Kamuoyunda İP'li küfürbaz Lütfü Türkkan'a karşı yükselen istifa talebi, ahlaki ve siyasi ilkeler açısından haklı bir talep... Ancak Türkiye'de özellikle son birkaç yıldır siyaset, değerler ve ilkelerle değil, "operasyonlar" üzerinden yürütüldüğü ve yapılan açıklamalar da samimi olmadığı için bu talep bir işe yaramayacak.
Çünkü bir istifanın anlamlı olması için istifa edenin, özür dileyenin samimi olması ve biraz olsun "utanma" duygusu taşıması gerekiyor.
Peki Türkkan olayından sonra İP'in takındığı tavırda bunu görebiliyor muyuz?
Ne mümkün... Bırakın Türkkan'ı, kadın genel başkan Meral Akşener bile, şehidin kız kardeşine küfredilmesini kınıyor gibi görünse de içine sindiremiyor ve "haklı" gören bir tavırla şöyle diyebiliyor:
"Her dükkânın kapısında porno sitesi gezenlere, oralarda yavşak yavşak konuşanlara, yazı yazanlara provokasyon yaptırabilirsiniz."
Aslında bu tavır şaşırtıcı değil. İP'i yöneten akıl topyekûn böyle bir yaklaşım içinde. Bu ortak siyasi bir duruş ve bir anlamda İP'in Türk siyasetindeki rolüyle yakından ilişkili. Meral Akşener, Müsavat Dervişoğlu, Yavuz Ağıralioğlu veya Aytun Çıray'ın bir araya gelişleri tesadüf değil, bir proje ve hepsi de özel rol üstlenmiş.
Şu tabloya bakın...
Biri HDP'yi PKK'nın yanına konumlandırırken, öteki HDP'nin kriminalize edildiğini söylüyor. Biri Kılıçdaroğlu'nun tezkereye "evet" diyenleri "cumhuriyete ihanetle" suçlaması karşısında susarken, öteki "akıldan vareste tutulmalı" diyor.
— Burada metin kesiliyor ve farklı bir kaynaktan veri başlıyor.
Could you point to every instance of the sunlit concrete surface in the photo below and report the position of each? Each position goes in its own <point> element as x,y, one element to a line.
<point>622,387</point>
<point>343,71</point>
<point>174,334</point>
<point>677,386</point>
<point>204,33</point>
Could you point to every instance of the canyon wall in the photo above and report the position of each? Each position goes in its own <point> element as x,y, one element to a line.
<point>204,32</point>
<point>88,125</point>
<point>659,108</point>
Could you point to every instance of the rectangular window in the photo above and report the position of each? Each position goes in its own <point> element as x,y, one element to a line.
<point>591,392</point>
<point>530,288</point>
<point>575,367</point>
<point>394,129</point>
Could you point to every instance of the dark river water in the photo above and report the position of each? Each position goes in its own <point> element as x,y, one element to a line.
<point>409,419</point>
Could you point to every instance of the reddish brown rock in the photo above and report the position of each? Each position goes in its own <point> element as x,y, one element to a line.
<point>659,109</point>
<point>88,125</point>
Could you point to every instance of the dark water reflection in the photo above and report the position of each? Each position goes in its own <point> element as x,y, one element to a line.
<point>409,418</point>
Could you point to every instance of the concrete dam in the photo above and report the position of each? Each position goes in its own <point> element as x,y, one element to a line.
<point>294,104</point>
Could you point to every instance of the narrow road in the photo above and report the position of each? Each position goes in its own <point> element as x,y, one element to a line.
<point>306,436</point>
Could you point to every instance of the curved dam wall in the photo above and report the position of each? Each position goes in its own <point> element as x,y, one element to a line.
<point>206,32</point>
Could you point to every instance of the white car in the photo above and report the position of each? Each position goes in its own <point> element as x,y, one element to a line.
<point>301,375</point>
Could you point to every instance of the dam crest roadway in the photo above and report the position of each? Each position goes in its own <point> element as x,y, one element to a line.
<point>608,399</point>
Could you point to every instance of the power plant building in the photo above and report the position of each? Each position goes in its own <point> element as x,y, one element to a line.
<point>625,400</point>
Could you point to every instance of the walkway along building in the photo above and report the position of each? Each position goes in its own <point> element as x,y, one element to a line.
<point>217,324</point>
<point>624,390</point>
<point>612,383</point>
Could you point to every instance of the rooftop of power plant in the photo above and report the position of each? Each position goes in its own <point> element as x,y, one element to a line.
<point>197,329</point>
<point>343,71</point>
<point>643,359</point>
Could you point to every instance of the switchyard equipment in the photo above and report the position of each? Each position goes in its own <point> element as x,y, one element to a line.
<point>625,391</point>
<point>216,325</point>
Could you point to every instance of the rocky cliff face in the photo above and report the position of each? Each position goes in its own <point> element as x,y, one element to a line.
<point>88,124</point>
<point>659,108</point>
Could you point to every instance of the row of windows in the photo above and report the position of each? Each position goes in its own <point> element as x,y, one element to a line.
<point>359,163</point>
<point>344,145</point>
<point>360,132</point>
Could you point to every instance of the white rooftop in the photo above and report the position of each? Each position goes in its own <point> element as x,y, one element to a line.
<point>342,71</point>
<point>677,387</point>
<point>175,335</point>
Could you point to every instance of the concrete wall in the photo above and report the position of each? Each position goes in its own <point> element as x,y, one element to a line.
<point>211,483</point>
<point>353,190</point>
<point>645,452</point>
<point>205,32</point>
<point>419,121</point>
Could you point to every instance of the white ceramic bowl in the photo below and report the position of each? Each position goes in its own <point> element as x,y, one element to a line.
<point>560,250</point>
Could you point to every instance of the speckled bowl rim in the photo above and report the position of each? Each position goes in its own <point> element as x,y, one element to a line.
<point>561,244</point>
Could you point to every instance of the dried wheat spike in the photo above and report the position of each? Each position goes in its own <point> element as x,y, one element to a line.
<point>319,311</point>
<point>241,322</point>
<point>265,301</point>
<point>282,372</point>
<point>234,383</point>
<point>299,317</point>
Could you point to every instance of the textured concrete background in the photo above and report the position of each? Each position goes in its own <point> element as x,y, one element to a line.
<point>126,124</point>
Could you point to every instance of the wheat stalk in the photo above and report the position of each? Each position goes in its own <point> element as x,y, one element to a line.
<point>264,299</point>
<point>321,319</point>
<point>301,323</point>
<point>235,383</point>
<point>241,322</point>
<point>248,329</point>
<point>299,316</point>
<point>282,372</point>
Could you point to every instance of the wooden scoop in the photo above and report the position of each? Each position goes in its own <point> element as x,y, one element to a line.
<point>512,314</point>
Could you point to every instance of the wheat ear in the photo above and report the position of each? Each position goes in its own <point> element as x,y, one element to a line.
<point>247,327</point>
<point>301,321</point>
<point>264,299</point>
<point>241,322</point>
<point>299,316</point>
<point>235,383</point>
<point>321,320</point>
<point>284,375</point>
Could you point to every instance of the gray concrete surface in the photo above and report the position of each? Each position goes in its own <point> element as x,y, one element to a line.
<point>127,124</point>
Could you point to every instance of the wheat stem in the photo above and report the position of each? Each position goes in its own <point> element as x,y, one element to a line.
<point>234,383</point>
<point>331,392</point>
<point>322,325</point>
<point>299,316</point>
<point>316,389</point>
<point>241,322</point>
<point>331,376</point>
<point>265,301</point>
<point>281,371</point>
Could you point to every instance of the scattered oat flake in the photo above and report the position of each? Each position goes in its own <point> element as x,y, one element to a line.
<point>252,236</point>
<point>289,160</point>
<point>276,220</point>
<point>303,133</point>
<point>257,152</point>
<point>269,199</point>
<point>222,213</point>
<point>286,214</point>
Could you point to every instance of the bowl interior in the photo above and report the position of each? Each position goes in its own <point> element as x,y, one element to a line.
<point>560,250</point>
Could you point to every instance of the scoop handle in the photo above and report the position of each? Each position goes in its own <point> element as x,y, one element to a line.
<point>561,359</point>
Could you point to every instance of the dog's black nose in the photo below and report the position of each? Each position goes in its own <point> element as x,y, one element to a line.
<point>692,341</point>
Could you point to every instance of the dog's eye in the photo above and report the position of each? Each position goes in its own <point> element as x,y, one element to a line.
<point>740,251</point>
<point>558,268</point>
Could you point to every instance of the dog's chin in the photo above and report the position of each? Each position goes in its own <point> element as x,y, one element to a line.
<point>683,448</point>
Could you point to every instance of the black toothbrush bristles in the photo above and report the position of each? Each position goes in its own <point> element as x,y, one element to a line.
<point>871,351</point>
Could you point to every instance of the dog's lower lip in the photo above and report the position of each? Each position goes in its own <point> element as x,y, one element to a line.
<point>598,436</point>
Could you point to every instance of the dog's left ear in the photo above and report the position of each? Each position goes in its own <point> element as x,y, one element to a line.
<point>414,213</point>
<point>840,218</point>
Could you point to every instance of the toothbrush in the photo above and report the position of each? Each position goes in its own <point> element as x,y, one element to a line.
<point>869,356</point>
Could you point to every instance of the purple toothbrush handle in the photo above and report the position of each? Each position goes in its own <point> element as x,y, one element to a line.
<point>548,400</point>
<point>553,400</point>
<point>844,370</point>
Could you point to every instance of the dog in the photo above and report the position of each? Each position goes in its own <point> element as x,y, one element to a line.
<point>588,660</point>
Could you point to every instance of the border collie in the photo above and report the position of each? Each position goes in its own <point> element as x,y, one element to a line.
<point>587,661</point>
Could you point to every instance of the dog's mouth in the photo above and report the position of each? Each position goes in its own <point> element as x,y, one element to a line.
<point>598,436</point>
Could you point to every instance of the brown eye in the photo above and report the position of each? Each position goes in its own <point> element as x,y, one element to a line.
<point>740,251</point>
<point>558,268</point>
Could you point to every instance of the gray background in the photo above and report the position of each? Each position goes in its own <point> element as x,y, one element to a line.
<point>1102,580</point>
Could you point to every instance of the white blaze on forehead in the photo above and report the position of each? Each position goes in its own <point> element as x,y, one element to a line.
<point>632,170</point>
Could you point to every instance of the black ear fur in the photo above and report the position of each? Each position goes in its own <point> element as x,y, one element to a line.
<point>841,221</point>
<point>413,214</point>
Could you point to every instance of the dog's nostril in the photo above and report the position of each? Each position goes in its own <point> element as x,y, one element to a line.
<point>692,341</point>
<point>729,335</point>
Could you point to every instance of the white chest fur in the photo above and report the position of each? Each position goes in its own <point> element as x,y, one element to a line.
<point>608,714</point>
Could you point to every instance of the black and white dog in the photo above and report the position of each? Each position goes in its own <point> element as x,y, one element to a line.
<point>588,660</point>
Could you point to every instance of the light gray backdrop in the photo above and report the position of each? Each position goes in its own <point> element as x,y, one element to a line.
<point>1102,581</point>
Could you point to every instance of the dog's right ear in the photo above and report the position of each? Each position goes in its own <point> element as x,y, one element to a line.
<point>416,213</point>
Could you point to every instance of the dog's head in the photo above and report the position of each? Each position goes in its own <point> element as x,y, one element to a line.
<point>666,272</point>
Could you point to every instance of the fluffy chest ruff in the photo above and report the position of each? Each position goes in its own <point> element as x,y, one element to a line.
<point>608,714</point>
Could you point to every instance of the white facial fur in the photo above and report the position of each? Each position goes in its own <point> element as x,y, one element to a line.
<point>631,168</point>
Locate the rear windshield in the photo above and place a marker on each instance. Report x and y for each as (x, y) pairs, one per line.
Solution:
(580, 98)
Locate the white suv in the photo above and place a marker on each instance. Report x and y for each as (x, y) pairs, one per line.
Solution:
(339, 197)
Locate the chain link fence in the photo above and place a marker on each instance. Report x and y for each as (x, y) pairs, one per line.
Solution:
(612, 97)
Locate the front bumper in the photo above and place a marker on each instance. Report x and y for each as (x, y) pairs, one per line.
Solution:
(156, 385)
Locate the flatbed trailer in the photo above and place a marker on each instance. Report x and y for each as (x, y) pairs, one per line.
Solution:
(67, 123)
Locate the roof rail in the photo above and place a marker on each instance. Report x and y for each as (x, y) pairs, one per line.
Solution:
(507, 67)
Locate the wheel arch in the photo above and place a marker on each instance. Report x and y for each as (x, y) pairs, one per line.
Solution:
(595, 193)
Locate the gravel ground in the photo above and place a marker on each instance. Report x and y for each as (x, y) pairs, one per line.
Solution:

Her sokağa inişleri de nedense(?) olaylı oluyor. CHP'li bir genci esnaf diye yutturan kendileri, soğan üretimiyle ilgisi olmayan bir vatandaşı medyanın karşısına çıkartıp gösteri yaptırtan kendileri, şehit yakınının arkasından koşup küfreden kendileri, bu yalanları A Haber deşifre edince de öfkelenen, saldıran ve "provokatörler var" diye yeri göğü inleten yine kendileri...
İşte şehit yakınına küfreden Türkkan böyle bir ekibin parçası ve FETÖ'nün çizdiği İP resmini tamamlıyor.
Bu yüzden baştan istifasını istesem bile şimdi Türkkan asla ve kat'a İP'ten istifa etmemelidir diye düşünüyorum, çünkü o İP'in gerçek yüzdür.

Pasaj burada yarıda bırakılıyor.